Carlo Bergonzi, one of the 20th century’s most distinguished operatic tenors, renowned for the refined interpretive taste and keen musical intelligence he brought to his art, died on Friday in Milan. He was 90.
His death was confirmed by Stefan Zucker, president of the Bel Canto Society, devoted to the history of opera singing.
Considered the foremost Verdi tenor of his age, Mr. Bergonzi sang more than 300 times with the Metropolitan Opera of New York from the 1950s to the ’80s, appearing opposite a roster of celebrated divas that included Maria Callas, Risë Stevens, Victoria de los Angeles and Leontyne Price.
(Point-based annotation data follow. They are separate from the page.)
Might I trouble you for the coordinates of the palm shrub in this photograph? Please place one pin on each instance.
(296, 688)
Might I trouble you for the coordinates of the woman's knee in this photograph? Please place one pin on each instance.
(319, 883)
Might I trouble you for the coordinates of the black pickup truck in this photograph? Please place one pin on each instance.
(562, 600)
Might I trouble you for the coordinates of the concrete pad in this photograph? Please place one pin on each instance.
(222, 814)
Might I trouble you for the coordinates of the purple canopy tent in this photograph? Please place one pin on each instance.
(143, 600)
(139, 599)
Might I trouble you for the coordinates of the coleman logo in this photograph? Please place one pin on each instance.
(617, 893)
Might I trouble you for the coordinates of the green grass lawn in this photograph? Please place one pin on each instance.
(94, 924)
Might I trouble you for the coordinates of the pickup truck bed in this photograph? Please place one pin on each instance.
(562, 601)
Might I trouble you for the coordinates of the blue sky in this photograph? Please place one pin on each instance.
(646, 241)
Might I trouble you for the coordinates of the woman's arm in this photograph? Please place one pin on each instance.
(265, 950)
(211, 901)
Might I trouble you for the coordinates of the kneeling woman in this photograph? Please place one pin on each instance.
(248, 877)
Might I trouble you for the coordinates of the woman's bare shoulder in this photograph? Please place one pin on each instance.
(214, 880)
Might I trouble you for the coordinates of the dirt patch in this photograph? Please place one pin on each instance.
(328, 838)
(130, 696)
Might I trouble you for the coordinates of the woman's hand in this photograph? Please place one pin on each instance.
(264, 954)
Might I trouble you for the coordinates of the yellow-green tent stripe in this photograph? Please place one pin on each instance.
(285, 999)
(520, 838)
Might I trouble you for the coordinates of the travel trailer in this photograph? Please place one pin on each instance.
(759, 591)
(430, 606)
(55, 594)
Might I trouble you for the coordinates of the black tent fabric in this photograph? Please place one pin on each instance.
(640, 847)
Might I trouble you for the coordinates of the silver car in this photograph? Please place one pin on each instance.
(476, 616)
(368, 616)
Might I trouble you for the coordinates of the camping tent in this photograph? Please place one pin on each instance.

Among his most famous roles were Radames in Verdi’s “Aida” and Manrico in his “Trovatore”; Cavaradossi in “Tosca,” Pinkerton in “Madama Butterfly” and Rodolfo in “La Bohème,” all by Puccini; Canio in Leoncavallo’s “Pagliacci”; and Nemorino in Donizetti’s “L’Elisir d’Amore.”
A lyric tenor of some vocal heft, Mr. Bergonzi lacked the sonic weight and brilliance of tenors in the Wagnerian mold. But what he did possess was an instrument of velvety beauty and nearly unrivaled subtlety.